Is Alaska's economy in a recession?
With oil prices low for more than a year and resulting state budget cuts, it's a question on the minds of many Alaskans.
One economic consultant, Gregg Erickson, declared in a recent report commissioned by the Alaska Mental Health Trust Authority titled "The Great Alaska Recession" that the state is in the midst of a "major" recession.
But in a phone interview with the Alaska Dispatch News, Erickson appeared to change his mind.
"The numbers don't say we're in a great recession," Erickson said. "Maybe we should have couched these conclusions in less dramatic language."
Other Alaska economists agree there's no recession. Not yet, anyway.
That Erickson could simply declare the existence of a recession, with little data to back up his claim, underscores the fact that the definition of a recession is somewhat subjective. There is no set standard -- as there is for measuring earthquakes -- for decisively assessing shakiness in an economy.
Telltale signs
To begin with, a recession is usually defined as a significant slowdown across the economy that stretches on for more than a few months.
Seems simple enough. But pinpointing the start of a recession is not easy. The signals marking the arrival of troubled times vary depending upon the characteristics of an economy and availability of data. Sometimes those signals conflict.
At the national level, employment, real income, real gross domestic product and retail sales are among the major indicators used by the National Bureau of Economic Research to take the temperature of the U.S. economy and make the official call a recession has begun or ended.
But at the state level, the data for most of those indicators are less accurate or harder to measure -- or they don't reflect the true health of the Alaska economy.

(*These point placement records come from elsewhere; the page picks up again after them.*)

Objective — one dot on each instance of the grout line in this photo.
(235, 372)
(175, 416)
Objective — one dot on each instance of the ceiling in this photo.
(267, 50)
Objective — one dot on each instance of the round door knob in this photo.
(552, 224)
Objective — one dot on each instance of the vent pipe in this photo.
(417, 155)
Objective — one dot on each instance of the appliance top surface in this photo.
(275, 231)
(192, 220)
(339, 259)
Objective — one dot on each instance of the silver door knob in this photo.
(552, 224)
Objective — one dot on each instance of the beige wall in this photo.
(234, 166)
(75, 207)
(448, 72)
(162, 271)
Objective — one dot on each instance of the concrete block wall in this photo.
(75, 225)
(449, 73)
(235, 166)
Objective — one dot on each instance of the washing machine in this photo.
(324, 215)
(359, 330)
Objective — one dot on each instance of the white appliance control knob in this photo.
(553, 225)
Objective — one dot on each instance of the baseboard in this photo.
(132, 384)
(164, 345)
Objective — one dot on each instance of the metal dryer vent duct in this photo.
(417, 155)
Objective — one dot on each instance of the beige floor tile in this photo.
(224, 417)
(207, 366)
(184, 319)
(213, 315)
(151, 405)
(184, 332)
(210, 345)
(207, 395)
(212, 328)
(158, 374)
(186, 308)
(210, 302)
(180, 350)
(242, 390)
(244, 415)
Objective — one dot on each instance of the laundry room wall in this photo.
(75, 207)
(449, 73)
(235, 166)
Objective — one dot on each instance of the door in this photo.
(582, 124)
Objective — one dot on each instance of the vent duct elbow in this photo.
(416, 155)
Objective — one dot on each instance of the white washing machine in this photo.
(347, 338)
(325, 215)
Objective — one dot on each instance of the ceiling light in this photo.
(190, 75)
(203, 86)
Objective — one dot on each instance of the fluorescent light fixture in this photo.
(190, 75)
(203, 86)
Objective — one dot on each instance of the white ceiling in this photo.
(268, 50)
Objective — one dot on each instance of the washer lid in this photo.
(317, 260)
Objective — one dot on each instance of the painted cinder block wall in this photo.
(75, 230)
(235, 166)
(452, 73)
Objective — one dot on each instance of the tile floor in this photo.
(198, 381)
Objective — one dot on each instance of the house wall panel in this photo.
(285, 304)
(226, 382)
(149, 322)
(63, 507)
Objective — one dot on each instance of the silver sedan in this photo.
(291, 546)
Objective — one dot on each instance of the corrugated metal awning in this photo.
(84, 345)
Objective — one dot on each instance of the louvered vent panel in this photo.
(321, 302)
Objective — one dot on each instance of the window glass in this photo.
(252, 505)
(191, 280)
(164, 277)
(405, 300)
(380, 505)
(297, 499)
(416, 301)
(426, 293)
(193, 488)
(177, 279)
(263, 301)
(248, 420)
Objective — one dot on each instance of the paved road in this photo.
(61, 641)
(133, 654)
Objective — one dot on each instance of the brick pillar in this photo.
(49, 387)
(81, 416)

"We don't have those more sensitive national numbers and even with them they often get it wrong," said Neal Fried, an economist at the state Department of Labor.
That leaves year-on-year employment data as the best gauge of the state's economic well-being. How many people were employed last January versus this January? And last February versus this February? And so on.
Based on those employment statistics, "our numbers are not showing that we're in a recession," Fried said.
Likewise, Gunnar Knapp, director of the Institute of Social and Economic Research at the University of Alaska Anchorage, sees no obvious evidence that Alaska is in a recession.
"There are no available data as of this time that clearly point to it," he said.
Who makes the call?
There is no institution, either private or public, at the state level with the authority to officially declare the start and end of a recession.
Alaska's economists are the default authorities on the subject, but though they agree employment is the best measure of a recession, there is no formal consensus among them as to how many consecutive months of falling employment would constitute one.
"There's no hard and fast rule for declaring a recession," said Jonathan King, senior economist and principal at the Anchorage-based consulting firm Northern Economics. "For me it's an increase in the frequency of, or a string of, months with lower employment than the year before and average monthly employment declining year over year."
Scott Goldsmith, professor emeritus of economics at the UAA Institute of Social and Economic Research, has a slightly different view.
"I would argue that a reduction in employment, measured on an annual basis, would be the best indicator," he said.
Fried thinks significant year-on-year job losses over a period of time -- a year, perhaps -- might qualify as a recession.
In his report, Erickson based his assessment on a brief time period -- just two months' worth -- of negative employment numbers in August and September 2014. But during every other month that year and in four of the five months of available preliminary data for 2015, employment growth, although low, was in fact positive.
Economists may not conclude a recession is in progress for some time because collecting and organizing data is time-consuming. The National Bureau of Economic Research did not pinpoint the December 2007 start date of the Great Recession until a full year later.
"The problem with many indicators is there is a long lag time," Fried said.
Far from optimistic
There are other, less formal indicators that taken together can help tell the tale of economic contraction.
In the mid-1980s, at the onset of the largest, most devastating recession in state history, the number of new residents tapered off, business failures climbed to a historic high, real estate values fell, construction withered and the number of delinquent commercial loans leaped. According to an 1986 article in the Anchorage Daily News, restaurants even reported people ordering more burgers and fewer steaks.
Alaska's economists do not predict a recession nearly as disastrous, but they are far from optimistic about the future.
"We expected the first half of the year to be okay and it's the second half of the year that we're more worried about because the state budget will be smaller," King said.
Erickson predicts the disappearance of at least 4,000 Alaska jobs by September of this year.
"I'm doing a worst-case scenario here," he said.
Knapp noted preliminary employment for May 2015 was lower than it was the same month a year earlier, which could be the signal that a recession has begun. But the figure does not point to a significant decline, he said, and could still be revised.
The persistence of low oil prices could very well catalyze a recession in the near future. Low prices have already dampened the economic engine of government spending and may well do the same to oil industry activity.
"Indeed," Knapp said, "there are many reasons for concern."